The rice weevil is a small, snout beetle, measuring about 3/32” to 1/8” in length. It has a dull red-brown to black body with four distinct light red to yellow markings. Despite its tiny size, the rice weevil is equipped with functional wings, allowing it to fly to new food sources. Its thorax is densely pitted, and it is not tolerant of cold temperatures.

The rice weevil has a relatively quick development cycle from egg to adult, with a minimum duration of 28 days. This rapid reproduction rate can lead to swift population growth in ideal conditions, making control and prevention crucial.

Adult rice weevils feed on whole and broken kernels of grain. Unlike some other pests, they can infest grain while it is still in the field, though they are most commonly found in stored grain. The larvae grow from eggs deposited inside the kernels, causing internal damage that is often not visible until the newly formed adult has emerged.

One of the key signs of a rice weevil infestation is the presence of live adult weevils. Additionally, infested grain often has a "shot hole" appearance, indicating where larvae have exited the kernel.

GranaryWeevil (1)

Granary Weevil (Sitophilus granarius)

The granary weevil has a cylindrical body, shiny red-brown to black in color, and measures about 1/13” to 1/8” in length. It has a long head with a distinct snout and ridged wing-covers. Unlike the rice weevil, the granary weevil is flightless, but it is more cold tolerant.

Similar to the rice weevil, the granary weevil has a minimum development cycle of 28 days.
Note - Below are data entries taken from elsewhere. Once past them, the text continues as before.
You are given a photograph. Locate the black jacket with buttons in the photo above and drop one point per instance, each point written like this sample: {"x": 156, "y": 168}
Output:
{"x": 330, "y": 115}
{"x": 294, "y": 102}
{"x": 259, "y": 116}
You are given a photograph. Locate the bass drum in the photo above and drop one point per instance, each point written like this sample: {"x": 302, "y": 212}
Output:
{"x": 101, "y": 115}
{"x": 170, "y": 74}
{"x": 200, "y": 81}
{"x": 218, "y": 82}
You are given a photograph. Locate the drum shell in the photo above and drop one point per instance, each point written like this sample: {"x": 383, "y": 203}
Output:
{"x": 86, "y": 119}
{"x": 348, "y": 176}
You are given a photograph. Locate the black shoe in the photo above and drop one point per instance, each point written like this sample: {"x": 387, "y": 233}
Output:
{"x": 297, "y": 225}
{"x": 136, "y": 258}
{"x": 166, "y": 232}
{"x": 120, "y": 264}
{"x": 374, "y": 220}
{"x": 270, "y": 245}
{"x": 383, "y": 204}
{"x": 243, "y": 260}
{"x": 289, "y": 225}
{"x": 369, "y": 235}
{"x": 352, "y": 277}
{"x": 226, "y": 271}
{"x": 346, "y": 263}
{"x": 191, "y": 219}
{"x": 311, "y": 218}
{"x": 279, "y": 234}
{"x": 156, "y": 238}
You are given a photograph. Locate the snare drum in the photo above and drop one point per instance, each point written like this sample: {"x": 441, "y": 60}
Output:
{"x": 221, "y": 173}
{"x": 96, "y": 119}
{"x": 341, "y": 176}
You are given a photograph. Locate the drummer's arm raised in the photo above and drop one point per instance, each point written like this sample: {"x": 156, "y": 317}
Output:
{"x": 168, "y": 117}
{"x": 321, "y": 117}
This can lead to rapid population growth if left unchecked.

Granary weevils feed on whole and broken kernels of grain. Like rice weevils, they deposit their eggs inside the kernels, where the larvae grow and eventually exit, causing damage to the grain.

Signs of a granary weevil infestation are similar to those of rice weevils: live adult weevils and grain with a "shot hole" appearance.

Control Tips for Both Rice and Granary Weevils

  • To control weevils, it is essential to clean and treat grain bins before storing grain. We recommend Gravista® Insecticide, a combination product comprised of an insect growth regulator, an adulticide, and a synergist.
  • For longer-term treatments (six months or more), inspect and treat incoming grain with Gravista® Insecticide and monitor the grain throughout the storage period. We also recommend dry-formulated Gravista®-D Insecticide for on-farm storage or in areas where water is scarce.
  • For shorter storage periods (six months or less), and for situations when live bugs have already been spotted, Centynal Synergized Insecticide can be used as an alternative to costly fumigation.

With proper prevention and control methods, weevils can be managed effectively. Understanding their characteristics, life cycles, and signs of infestation is the first step in keeping post-harvest stored grain free from insect damage.